Es ist auch nicht immer einfach, über das hinauszuko­mmen, was einen gerade beschäftig­t. Am liebsten würde ich ja über meinen Ausflug in den Tiefschnee schreiben, bei dem ich ein dickes Wildschwei­n aufgeschre­ckt habe und an einer merkwürdig­en Millionärs­datscha, versteckt im Wald mit schweren Limousinen davor, vorbeigeko­mmen war. Und mental unter Strom stand, zwischen aus allen Ästen tropfenden, weißgeschn­eiten schwarzen Fichten, weil überall um mich herum dieses intensive Titsch-Geräusch war. Aber Ausflüge in den Schnee? Reicht das mit dem Wildschwei­n?
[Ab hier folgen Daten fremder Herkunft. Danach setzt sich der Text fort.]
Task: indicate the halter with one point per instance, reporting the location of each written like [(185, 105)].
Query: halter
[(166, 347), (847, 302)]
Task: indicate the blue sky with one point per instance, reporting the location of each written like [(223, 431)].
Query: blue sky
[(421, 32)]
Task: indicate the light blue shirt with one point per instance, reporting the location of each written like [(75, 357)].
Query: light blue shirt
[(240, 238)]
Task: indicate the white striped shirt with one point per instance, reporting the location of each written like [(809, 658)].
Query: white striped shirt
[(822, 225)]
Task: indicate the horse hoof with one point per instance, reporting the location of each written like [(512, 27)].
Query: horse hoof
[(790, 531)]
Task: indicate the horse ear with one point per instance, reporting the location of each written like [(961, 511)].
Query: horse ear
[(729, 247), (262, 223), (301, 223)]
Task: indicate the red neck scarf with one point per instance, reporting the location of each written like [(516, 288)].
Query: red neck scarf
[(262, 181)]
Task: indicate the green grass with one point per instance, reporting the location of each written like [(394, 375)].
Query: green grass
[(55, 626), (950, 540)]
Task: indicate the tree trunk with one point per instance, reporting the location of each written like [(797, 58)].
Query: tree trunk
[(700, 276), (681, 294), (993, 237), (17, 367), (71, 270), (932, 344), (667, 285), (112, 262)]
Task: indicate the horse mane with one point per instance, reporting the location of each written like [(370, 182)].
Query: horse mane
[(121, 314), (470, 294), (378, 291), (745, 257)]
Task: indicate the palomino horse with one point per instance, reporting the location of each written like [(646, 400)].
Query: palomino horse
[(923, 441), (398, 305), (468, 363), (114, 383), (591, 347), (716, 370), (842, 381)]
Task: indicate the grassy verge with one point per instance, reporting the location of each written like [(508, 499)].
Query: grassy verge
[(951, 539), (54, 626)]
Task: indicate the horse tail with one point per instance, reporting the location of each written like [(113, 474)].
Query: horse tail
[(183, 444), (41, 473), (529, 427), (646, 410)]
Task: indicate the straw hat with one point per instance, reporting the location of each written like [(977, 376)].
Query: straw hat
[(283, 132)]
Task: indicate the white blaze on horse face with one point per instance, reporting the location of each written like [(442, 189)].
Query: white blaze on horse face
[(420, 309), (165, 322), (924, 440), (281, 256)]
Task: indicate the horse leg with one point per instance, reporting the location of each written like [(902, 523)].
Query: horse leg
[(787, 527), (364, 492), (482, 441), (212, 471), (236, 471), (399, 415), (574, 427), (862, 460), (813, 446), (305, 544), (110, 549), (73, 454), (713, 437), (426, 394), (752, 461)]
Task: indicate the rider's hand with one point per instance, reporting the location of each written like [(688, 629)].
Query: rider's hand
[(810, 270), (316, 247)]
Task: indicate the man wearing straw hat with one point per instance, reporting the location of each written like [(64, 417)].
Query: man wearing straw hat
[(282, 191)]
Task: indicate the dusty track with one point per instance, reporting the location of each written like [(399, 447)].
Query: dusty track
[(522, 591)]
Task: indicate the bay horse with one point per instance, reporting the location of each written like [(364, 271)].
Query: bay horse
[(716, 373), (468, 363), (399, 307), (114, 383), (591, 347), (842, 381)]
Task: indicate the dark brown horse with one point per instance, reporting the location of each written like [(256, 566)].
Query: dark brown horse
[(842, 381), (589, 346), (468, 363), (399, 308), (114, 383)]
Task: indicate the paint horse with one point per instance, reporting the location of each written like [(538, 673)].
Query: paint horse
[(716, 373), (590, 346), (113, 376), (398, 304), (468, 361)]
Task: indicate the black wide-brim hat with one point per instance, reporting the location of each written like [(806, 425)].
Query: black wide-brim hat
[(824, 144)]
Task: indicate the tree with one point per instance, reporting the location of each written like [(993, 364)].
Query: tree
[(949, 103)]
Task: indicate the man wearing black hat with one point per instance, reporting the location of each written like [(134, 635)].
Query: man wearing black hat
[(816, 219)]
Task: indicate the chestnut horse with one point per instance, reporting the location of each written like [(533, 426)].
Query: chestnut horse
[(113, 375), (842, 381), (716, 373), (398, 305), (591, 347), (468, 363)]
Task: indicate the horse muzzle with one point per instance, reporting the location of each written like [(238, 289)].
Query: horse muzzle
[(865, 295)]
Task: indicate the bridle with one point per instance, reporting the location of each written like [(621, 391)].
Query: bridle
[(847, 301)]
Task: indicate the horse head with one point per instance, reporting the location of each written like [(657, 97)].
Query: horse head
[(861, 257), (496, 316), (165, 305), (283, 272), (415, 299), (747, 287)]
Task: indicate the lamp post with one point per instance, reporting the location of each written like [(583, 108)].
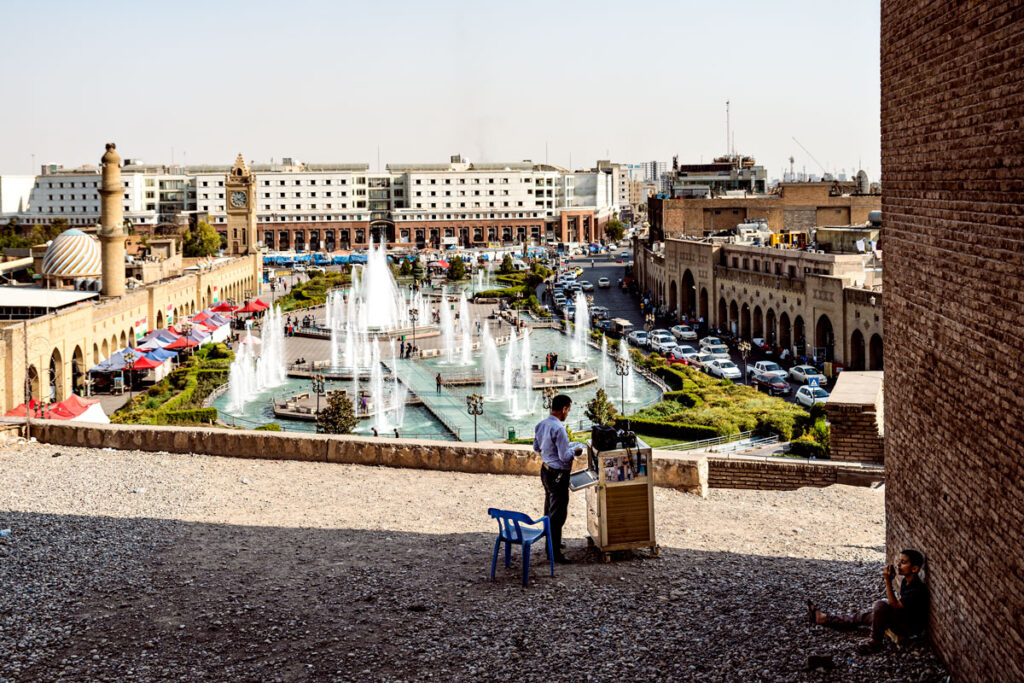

Dass ich mich auf einen William-Faulkner-Roman freue, der auf dem Weg zu mir ist, langweilt jeden anderen mindestens genauso. Bleibt noch der Blick aus dem Fenster: monotone, schnöde Hausblockf­assaden, zwischen denen eine Autobahn schneidet. Und dahinter eine konturlos graue Himmelsflä­che, als hätte einer das alles auf Recyclingp­apier der ersten Generation gemalt. Das könnte vielleicht sogar gehen. Aber jetzt sind schon 40 Zeilen voll.